Last night, there were suddenly lots of important Chinese people at the show. A journalist from Dim-Sum, who interviewed Ruihong and myself; the publisher William Ong, who also runs the Pearl Awards (to which I've now been invited, tomorrow night), and Xinran, the author of The Good Women of China (a book which has been a huge inspiration to us), and of our web article and programme note.

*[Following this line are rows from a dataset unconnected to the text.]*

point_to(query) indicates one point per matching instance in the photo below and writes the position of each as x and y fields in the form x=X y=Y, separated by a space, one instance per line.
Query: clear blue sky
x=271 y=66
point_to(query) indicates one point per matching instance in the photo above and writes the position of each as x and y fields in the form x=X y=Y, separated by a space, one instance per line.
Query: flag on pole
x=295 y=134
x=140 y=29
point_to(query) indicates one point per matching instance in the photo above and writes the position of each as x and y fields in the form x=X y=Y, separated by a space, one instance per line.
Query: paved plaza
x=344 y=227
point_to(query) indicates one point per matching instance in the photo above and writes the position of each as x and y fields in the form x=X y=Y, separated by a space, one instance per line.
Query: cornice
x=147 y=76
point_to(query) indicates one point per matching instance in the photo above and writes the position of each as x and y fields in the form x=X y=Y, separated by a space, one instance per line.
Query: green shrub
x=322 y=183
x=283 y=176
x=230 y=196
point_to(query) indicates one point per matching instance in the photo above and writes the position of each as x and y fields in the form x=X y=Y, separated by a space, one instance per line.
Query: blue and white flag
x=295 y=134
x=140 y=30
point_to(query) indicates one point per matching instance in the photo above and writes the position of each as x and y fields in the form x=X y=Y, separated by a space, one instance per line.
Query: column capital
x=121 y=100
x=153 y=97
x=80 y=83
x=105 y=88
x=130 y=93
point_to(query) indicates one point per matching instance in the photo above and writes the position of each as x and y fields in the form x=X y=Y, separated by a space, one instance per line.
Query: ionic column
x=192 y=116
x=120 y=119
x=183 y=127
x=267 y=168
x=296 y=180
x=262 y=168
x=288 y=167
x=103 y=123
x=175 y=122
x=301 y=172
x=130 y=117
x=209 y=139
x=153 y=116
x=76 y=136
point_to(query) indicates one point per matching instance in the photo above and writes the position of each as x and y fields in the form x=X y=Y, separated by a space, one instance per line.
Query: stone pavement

After the show, Xinran and I faced the audience for another post-show discussion. No ordinary audience either: there were people from Yellow Earth, including the wonderful Veronica Needa who worked with us in Mappa Mundi; there were professors of Chinese from Imperial College; there were former cast members from CSSD - and Nick Williams, our Arts Council officer! So the warmth of Xinran's response was incredibly touching and important for us. She has just got back from a two-month research trip to China, where she has been interviewing older people for her next book, and our themes about the power and weight of Chinese history, about tensions between the generations (especially among women) and the essential role of "truth and reconciliation" in the development of new social orders for the 21st century, all seem incredibly immediate and potent to her. She tells us about shocking poverty she has seen in rural areas, about a family of seven sharing one pair of trousers, about people living on 2p a day; and she says that the "comic" moment when Ruihong in the wheelchair tells Tony's archetypal Westerner "I'm thirsty and hungry" made her weep with its simple truth.

This morning she sends an email, which I'll quote: "Last night I was invited to see and discuss Dis-Orientations, a production about culture crossing in modern Shanghai. It soaked my mind, which was struggling with how to come back to my family and MBL work in West, into an emotional Chinese daughter's, thirsty and hungry I have brought back from CW trip, again,again until NOW.

Go, to see it, with your family, if you are interested in Chinese culture, you have been China, you have Chinese friends in your life, or you are going to touch my historical country.

Dis-Orientations is a green field for your Brain Storm on Young China, it won't push you on a high way to a certain direction which normally other shows do - to guide you, understand what they want you to get: you will feel it and get the different story by your own background and your knowledge of China."